----------------------------------------------------------------------------
README file for nmfpack
----------------------------------------------------------------------------
Patrik Hoyer
August 03, 2006
Version 1.1
This Matlab package implements and tests various versions of non-negative
matrix factorization (NMF). This package is associated with the article:
Patrik O Hoyer.
'Non-negative matrix factorization with sparseness constraints'
Journal of Machine Learning Research 5:1457-1469, 2004.

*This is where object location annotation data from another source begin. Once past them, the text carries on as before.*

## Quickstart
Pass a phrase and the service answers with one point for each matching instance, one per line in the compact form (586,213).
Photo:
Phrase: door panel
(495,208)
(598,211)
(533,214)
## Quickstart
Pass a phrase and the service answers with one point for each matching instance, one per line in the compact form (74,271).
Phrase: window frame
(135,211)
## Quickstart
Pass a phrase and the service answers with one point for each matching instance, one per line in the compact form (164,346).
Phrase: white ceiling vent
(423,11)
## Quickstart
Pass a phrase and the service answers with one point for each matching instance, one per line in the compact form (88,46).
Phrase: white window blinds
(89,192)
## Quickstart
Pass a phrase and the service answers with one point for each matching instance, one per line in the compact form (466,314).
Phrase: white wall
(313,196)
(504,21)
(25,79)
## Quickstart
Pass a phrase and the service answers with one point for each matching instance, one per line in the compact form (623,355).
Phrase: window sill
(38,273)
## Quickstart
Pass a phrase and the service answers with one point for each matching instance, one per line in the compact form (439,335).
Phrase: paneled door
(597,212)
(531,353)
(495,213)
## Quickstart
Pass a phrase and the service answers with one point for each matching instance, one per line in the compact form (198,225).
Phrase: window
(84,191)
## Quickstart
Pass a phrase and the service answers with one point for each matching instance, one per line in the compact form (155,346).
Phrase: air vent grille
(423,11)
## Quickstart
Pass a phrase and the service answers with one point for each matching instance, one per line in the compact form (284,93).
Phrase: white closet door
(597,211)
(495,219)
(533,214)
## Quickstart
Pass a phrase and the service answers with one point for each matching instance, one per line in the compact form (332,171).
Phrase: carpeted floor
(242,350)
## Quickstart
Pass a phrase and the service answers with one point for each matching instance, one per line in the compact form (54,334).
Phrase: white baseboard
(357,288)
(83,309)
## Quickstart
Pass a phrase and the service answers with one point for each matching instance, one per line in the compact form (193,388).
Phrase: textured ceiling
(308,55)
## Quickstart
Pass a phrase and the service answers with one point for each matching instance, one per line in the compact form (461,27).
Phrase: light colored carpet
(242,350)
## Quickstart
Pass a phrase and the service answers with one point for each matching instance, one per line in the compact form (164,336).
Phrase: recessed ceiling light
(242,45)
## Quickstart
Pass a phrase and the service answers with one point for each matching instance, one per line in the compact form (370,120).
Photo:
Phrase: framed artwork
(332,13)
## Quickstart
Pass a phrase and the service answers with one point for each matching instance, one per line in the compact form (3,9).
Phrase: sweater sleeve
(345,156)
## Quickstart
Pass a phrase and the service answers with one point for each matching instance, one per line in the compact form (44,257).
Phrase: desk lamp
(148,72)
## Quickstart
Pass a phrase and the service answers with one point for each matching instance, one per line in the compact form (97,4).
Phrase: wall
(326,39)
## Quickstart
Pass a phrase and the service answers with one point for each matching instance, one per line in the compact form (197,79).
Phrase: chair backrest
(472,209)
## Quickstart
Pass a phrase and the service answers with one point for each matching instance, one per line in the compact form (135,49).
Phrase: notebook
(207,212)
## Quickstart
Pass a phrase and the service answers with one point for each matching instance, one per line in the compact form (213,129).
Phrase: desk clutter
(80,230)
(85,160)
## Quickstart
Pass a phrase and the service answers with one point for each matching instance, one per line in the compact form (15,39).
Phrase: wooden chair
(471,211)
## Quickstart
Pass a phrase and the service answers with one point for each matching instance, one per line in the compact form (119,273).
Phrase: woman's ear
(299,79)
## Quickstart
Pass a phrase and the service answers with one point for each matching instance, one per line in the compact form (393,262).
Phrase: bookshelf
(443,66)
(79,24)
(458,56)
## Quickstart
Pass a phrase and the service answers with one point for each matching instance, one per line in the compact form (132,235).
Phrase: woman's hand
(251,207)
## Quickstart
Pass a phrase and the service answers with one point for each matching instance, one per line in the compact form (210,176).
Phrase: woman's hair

IF YOU USE THIS PACKAGE IN PUBLISHED RESEARCH, PLEASE CITE THE ABOVE
PAPER. THANKS!
----------------------------------------------------------------------------
Version history
----------------------------------------------------------------------------
1.0 Aug 25, 2004 Original version.
1.1 Aug 03, 2006 Modifications/improvements:
- Included the ORL face dataset, with permission
- Now automatically rescales the data so as to
avoid overflow/underflow numerical problems
- Included an alternative to using 'imread' to
read the pgm image files.
- Improved the documentation somewhat
----------------------------------------------------------------------------
Acknowledgements
----------------------------------------------------------------------------
I would like to thank Fabian Theis for contributing the pgma_read function,
and Daniel Felps for pointing out that the face databases are no longer
available on the net. I also thank Alastair Beresford who, on behalf of
AT&T Cambridge Laboratories, granted me permission to include the ORL
face image database in the package.
Several people reported some problems with 'projfunc' producing imaginary
values. This problem arises when the scale of the entries in the data matrix
is too large. Thus, as of v1.1, I now renormalize the input matrix before
starting computation. Thanks for reporting the problems.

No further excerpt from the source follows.